The pursuer, 26 years of age, said she first met Mr Rodger in January 1910 near her home, which was then in Lindsay Road, Leith.

They met frequently after that, and about Christmas 1910 he began to visit her parents’ house.

They came to be on affectionate terms, and he frequently talked of making her his wife.

From 1911 until war broke out he visited her at 71 McDonald Road, Edinburgh, to which her parents had removed, and he corresponded frequently.

In October 1914 he got a commission in the Army, and went to Nigg.

One Sunday evening while he was on leave they attended church. After coming out, he took the measurement of her ring finger in wax. Next day he put an engagement ring on her finger, saying: “You are all mine, Nell. Be good till I come back.” She told her parents of her engagement. Mr Rodger left a package in the house, which was opened after his death and found to contain her letters to him.

He went to France in May 1915, and on more than one occasion when on leave spent the night at her parents’ house. He was there on 1st February 1916. His room had a borrowed light off the kitchen, where the witness slept. She was sitting beside the fire, when he tapped at the window and climbed through.
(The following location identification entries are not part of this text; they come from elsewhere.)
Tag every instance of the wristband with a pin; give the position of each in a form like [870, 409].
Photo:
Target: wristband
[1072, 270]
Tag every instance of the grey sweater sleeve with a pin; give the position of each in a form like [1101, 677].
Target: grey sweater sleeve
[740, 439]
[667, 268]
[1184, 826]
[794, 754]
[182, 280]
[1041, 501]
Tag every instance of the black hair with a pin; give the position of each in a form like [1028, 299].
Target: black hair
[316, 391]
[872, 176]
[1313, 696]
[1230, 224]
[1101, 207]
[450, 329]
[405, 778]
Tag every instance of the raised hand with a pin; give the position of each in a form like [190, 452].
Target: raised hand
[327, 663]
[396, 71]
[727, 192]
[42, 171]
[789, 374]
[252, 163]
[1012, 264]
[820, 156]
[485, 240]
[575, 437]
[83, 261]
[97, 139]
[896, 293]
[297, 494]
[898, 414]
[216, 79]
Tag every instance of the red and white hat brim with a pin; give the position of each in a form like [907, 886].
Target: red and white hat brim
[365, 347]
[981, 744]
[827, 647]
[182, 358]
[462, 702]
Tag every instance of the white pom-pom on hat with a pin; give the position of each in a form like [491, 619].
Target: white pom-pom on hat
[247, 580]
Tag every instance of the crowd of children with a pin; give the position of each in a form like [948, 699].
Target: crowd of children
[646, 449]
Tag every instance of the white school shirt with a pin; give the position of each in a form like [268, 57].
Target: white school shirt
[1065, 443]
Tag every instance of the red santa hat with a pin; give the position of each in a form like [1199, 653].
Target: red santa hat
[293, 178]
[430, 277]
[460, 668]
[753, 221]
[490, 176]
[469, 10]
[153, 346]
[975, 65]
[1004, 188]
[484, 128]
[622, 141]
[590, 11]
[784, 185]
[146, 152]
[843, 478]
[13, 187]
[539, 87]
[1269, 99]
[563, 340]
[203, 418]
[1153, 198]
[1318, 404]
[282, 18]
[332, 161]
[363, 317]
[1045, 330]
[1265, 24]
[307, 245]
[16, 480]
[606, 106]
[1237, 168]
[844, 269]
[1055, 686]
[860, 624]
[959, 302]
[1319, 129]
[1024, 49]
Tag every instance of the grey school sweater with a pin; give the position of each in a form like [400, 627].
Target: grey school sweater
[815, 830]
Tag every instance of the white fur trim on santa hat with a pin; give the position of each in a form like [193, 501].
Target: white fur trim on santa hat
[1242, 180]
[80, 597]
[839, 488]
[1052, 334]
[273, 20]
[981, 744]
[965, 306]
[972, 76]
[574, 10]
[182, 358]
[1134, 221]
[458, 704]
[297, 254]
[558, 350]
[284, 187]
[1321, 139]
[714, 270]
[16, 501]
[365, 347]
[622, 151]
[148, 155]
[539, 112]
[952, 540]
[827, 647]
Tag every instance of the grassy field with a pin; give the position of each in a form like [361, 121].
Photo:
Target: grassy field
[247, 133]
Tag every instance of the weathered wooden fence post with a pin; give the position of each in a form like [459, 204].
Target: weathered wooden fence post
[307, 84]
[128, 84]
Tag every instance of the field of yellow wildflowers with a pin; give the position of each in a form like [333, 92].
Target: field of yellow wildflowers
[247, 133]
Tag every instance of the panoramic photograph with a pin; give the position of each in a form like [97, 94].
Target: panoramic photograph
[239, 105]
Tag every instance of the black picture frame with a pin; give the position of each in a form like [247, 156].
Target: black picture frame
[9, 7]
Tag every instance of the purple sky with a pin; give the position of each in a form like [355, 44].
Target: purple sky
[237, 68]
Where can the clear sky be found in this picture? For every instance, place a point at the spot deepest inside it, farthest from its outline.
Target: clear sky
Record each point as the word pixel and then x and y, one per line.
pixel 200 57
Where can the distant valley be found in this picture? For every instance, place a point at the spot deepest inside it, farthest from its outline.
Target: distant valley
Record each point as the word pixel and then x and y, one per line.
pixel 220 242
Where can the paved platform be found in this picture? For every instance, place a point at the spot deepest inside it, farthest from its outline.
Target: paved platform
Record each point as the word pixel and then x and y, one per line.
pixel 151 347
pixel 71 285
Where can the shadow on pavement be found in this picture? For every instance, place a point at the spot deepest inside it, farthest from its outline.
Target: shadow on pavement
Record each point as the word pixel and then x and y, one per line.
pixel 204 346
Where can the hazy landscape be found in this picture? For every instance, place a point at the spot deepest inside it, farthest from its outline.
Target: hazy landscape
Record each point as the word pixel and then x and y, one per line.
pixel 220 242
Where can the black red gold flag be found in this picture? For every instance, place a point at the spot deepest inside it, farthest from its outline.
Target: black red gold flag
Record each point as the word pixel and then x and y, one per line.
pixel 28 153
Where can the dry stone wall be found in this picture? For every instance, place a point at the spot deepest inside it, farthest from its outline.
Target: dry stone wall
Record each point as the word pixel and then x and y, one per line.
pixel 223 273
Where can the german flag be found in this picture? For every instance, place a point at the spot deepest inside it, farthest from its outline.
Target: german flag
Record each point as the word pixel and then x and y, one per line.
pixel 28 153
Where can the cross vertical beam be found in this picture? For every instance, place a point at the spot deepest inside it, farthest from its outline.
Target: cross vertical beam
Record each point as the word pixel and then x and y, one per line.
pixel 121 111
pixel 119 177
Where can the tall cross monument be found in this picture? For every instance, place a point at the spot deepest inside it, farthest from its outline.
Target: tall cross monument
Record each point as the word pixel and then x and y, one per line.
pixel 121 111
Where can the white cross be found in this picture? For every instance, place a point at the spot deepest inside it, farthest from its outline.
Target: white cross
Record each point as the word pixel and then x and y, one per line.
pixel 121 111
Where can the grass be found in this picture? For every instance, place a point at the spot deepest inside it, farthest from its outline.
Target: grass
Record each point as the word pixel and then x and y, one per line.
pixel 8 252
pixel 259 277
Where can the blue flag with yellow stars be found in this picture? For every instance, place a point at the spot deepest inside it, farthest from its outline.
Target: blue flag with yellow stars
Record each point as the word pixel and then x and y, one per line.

He drew her on his knee and made love to her. What subsequently took place was on the faith of his engagement to marry her. He said that she was all his, and she regarded herself as being married.

Mr Rodger sent her an allowance of £3 a month from 1st June until his death, which took place on 23rd October of that year. She gave birth to a child on 30th October 1916 at the Maternity Unit in Edinburgh, and she registered the child as legitimate.

Deceased qualified as a W.S. shortly before the outbreak of war, and his home was in Helensburgh. The witness received a large number of letters from Mr Rodger.

He spoke in this correspondence of his promise to marry her, and his efforts to get leave from the front in order to do before the child was born.

Lord Anderson said it was a clear case, and granted decree of declarator of marriage.

The Signet magazine feature on Great War Centenary stories commented . . .

To the credit of the legal system of the time, Lord Anderson granted a decree of declaratory of marriage.

Following this declaration of marriage, Mrs Rodgers was entitled to the Writer to the Signet widows’ pension — from the WS Dependants’ Annuity Fund — which she enjoyed until her sudden death at a private nursing home in Adelaide, Australia, on 11th April 1930 in her 38th year.

Anyone who had any claim on him whatsoever, to his country, to his God.

For those who are faithful unto death there is a promise.

Two months after the Scotsman report, the Singapore-based Straits Times ran a report with the headline ‘Young Widow’s Story of Dead Officer’s Visits’, describing it as a very romantic story.

On baby Mathew’s birth certificate, his parents are stated to have married on February 1 1916. He died in Edinburgh in 1995 aged 78.